Monday, November 21, 2011

Thanksgiving - Thursday

The best day of the year is almost here.  A holiday devoted to family, food, and giving thanks to God.  What could possibly be better?  I rise with the sun to morning taquitos and homemade salsa.  The adults and children come in early.  The teenage cousins straggle in late.

Games and talking and singing mingle with the smells and sounds of cooking.  Everyone is preparing their dishes.  This food has become a part of us.  A part of the love we share together.  Aunt Carol's dressing.  Aunt June and Aunt Dee's pies.  Aunt Eva's giblet gravy.  My Momma's fudge.  The list is long.

We stand around the kitchen helping with the dumplings.  There are dumpling makers.  Dumpling droppers.  Dumpling stirrers.  Some years we even have dumpling fanners.  There is talk about the right way to do things and, of course, the wrong. 


In my mind's eye I see Mammaw making them on the counter at Uncle Kenny's house.  I am young and full of questions.  She answers and keeps on working.  Old hands that know their task well.  I am fascinated.  But there are games to be played, a creek to explore, cousins to see.  How I wish I had stayed longer.  Memorized her movements.

Sighing, I close my eyes, and I can see her, years later, in her chair.  Too old, too tired to make them herself, but still directing.  Still ruling the roost.  Then, I recall her last year with pain.  Remembering her frailty, I am relieved she is now strong once more.

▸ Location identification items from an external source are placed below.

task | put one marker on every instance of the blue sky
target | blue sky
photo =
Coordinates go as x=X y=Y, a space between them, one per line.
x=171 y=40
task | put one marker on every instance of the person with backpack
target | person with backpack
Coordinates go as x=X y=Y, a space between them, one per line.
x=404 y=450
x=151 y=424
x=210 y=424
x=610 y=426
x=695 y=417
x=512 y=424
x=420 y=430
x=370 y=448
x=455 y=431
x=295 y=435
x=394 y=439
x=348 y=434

As we remember, we work and cook and make new memories until the feast is finally ready.  Cooks proudly lay their food out on the serving table.  Mommas call their kids inside.  Grandmas count their grandchildren.  We circle around the room - a circle so full of love and memories and faith.  Everyone is here.  Almost.

She is gone.

My heart has an empty space inside.  But I look around and see her face in so many of my siblings and cousins.  What was empty is once again full.

We join hands to pray.  It is beautiful.  We begin to sing:

Praise God from whom all blessings flow.

My cup overflows.  I hold my baby girls' hands and try to keep my tears from falling.  The blessings in my life are surrounding me.  They are these people.  These memories.  This love.  This faith.  I can barely sing.

Praise Him all creatures here below.

All of us think on who is not there.  Our Mother, our Mammaw who is now in heaven.  This great woman who began our Thanksgiving  tradition.  Our Father, our Pappaw.  This great man I never knew who shaped the lives of those older than me.  In my mind he is a legend who loved wide and deep.  I cannot wait to meet him.


Praise Him above ye heavenly hosts.

The two now sing these same praises at the feet of Jesus.  Their voices ring out, joining the great cloud of witnesses that went on before them.  There, they wait for us.  Can their faith save us?  No.  They chose Jesus and wrote Him on their lives.  While here they prayed for us to embrace this faith in their Christ.  In Heaven they hope and pray for the day when they can look around the feast and see that none of theirs are missing.  I join them in this fervent prayer. 

Praise Father, Son, and Holy Ghost.

I think about the day when I will join them.  To see Mammaw healthy and happy.  To introduce myself to Pappaw and hug him for the first time.  To embrace all Hattons there before me.  To wait with them for the rest to come.  Truly Heaven must be an eternal Thanksgiving.  I look ahead with longing.  We all sing:

Amen.

There will be more.  More years and memories.  More babies.  More joy.  More Amens.  And when we get to Heaven the praise will be sweeter.  The feasting fuller.  And the love deeper.  Until then, dig in and happy Thanksgiving.